Today, I started to work on the Mountain Man. Starting with the legs. Please excuse the poor photo's. Working in dark wax is very hard to photograph. If you put a white background behind it, the light meter reads the wall and the wax comes out so dark you can't see it. You use the black background, well it's just hard to photograph wax.
I start to block in the ribcage area. I also try and work out the movement of his torso as the horse moves under him. So I have him leaning into the rocking motion of the horse. This, hopefully, puts across movement. I also take a wooden dowel and cut it to the length of the rifle he'll be carrying and start to experiment with placement.
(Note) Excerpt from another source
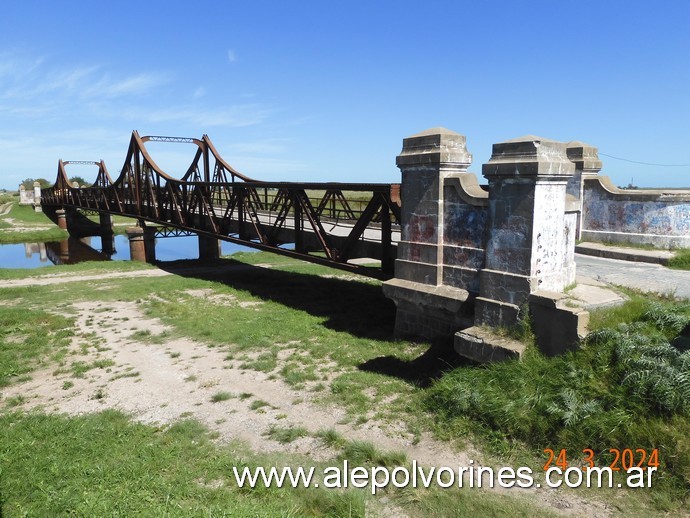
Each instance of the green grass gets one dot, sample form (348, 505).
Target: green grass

I take a piece of baling wire for one of the arms, and bend the end that will go into the wax ribcage area. I then heat that end and push it into the wax. The bend and the melted wax that surrounds it, locks in the armature for the arm.
I decide for now, to have him holding the rifle with the butt of the weapon resting on the saddle inside his open legs. This will probably change. It's at this point that I decided to change the name of the clay to "A Good Trade - A New Wife". This refers to the fact that he's traded for a Indian woman to help pass the coming winter with companionship. Trapping by ones self could be very lonesome in the long winters of the high country.
Now I start to block in the arms. I roll clay into a long roll and cut it down the middle with a knife and spread it open. Then I wrap the roll around the arm armature. This gives me a base to add muscle later.
I start to block in the woman, working from the head measurement that I worked out for her. She's shorter than the man. You can see the markings for head measurements on the wood of the base. W for woman, and M for... well you get the picture.
Well I may not be back in my studio till Monday, because of the events of today. Next I'll start to create the faces.